Teólogo critica projeto de lei que proíbe mudanças na Bíblia
Por Gospel Prime Quinta-Feira, 13 de Novembro de 2025
O avanço do Projeto de Lei 4.606/2019, que pretende proibir alterações ou edições no texto da Bíblia, reacendeu o debate entre líderes cristãos e especialistas em teologia sobre os limites da atuação do Estado em questões religiosas. A proposta, de autoria do deputado Pastor Sargento Isidório (Avante-BA), já foi aprovada pela Câmara dos Deputados em 2022 e tramita agora no Senado Federal, sob relatoria do senador Magno Malta (PL-ES).

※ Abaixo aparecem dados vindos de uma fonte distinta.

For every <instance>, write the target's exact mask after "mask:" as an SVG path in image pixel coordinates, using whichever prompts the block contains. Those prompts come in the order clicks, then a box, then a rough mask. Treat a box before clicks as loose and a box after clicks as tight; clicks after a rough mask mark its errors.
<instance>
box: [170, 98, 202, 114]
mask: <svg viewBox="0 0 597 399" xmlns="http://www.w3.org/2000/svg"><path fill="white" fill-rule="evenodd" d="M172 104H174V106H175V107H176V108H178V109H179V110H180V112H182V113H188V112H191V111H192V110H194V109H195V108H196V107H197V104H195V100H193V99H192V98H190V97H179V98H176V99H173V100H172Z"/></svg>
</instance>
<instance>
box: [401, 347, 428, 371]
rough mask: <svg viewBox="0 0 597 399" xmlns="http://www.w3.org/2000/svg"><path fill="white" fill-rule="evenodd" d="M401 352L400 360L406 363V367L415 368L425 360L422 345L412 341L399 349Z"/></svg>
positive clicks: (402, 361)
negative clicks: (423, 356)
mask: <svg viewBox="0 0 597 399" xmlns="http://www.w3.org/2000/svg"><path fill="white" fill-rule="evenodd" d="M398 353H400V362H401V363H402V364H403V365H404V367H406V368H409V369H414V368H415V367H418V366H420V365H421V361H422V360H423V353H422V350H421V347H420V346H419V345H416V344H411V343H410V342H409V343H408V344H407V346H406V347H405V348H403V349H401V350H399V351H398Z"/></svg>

Na terça-feira (30 de outubro), a Comissão de Educação do Senado realizou uma audiência pública para discutir o tema, convocada pela senadora Damares Alves (Republicanos-DF) após o pedido de instituições religiosas. O texto também já recebeu parecer favorável da Comissão de Direitos Humanos.
Interferência estatal
O teólogo e escritor Gutierres Siqueira, editor-assistente da Sociedade Bíblica do Brasil (SBB), afirmou que o projeto ameaça a liberdade de religião e de tradução bíblica. “O projeto proíbe qualquer alteração no texto bíblico, e isso é perigoso”, advertiu. Para ele, a proposta, embora apresente a intenção de proteger as Escrituras de manipulações ideológicas, abre brechas para o controle estatal sobre a fé.
Siqueira, especialista em interpretação bíblica, destacou que o projeto inviabilizaria a produção de novas traduções, revisões e versões de estudo, além de comprometer iniciativas missionárias voltadas a povos indígenas. “No Brasil, existem cerca de 180 línguas indígenas com traduções da Bíblia. Se qualquer adaptação for proibida, isso impedirá que as Escrituras sejam traduzidas de forma culturalmente adequada”, explicou.
O teólogo também observou que o texto não distingue entre ‘tradução legítima’ e ‘tradução indevida’, o que pode restringir o uso de glossários, notas explicativas e recursos linguísticos modernos. “Se a lei for aprovada, quem vai preservar o texto bíblico será o Estado brasileiro. Vamos criar uma ‘Bíblia estatal’?”, questionou.
Ele acrescentou: “Quem guarda a fé, a Palavra e a doutrina não é o Estado, é a Igreja. A Palavra de Deus foi entregue aos santos e não aos governos. O projeto é vago e representa uma ameaça à liberdade religiosa.”
Reações de pastores
Desde a aprovação do projeto na Câmara, líderes evangélicos expressaram preocupações semelhantes. O pastor Filipe Duque Estrada, conhecido como Lipão, da igreja Onda Dura, afirmou que a proposta abre um precedente perigoso. “Se o Estado pode dizer que não se deve alterar a Bíblia, ele também pode obrigar a alterá-la quando for conveniente. E isso é preocupante”, declarou.
Na mesma linha, o pastor batista Yago Martins criticou o texto por não prever exceções. Ele lembrou que Bíblias infantis e versões resumidas seriam afetadas. “Tenho uma Bíblia que leio para minha filha, com desenhos e paráfrases. Isso é uma alteração no texto — e é algo legítimo”, observou.
Audiência pública
Durante a audiência no Senado, pastores, teólogos e juristas classificaram o projeto como inviável e inconstitucional. O diretor-executivo da Sociedade Bíblica do Brasil, Erní Walter Seibert, ressaltou que a história da Bíblia é marcada por transformações linguísticas e estruturais. “Os textos originais passaram por adaptações ao longo dos séculos — como a inclusão de vogais no hebraico e a numeração de capítulos e versículos”, lembrou.
O pastor Paulo Nunes, representante do Conselho Nacional de Pastores e Líderes Evangélicos Indígenas (Conplei), destacou os impactos sobre as traduções em línguas nativas. “Se a Bíblia é a Palavra de Deus, não precisa da proteção do projeto”, afirmou.
Já o advogado Renato Gugliano Herani, da Igreja Universal do Reino de Deus, argumentou que o texto “tornaria o Estado guardião oficial de um livro sagrado”, o que contraria decisões do Supremo Tribunal Federal (STF) que proíbem a interferência estatal em assuntos de fé.
Liberdade religiosa
Os críticos afirmam que o PL, ao tentar proteger as Escrituras, coloca em risco a autonomia das igrejas e o trabalho de instituições responsáveis pela tradução e divulgação da Bíblia. Para Gutierres Siqueira, a proposta confunde preservação teológica com controle político. “O Estado não é o guardião da Palavra — a fé pertence à comunidade de crentes”, concluiu.
O projeto ainda aguarda votação final no Senado, e líderes religiosos esperam que o debate sobre liberdade religiosa e separação entre Igreja e Estado seja ampliado antes de qualquer deliberação.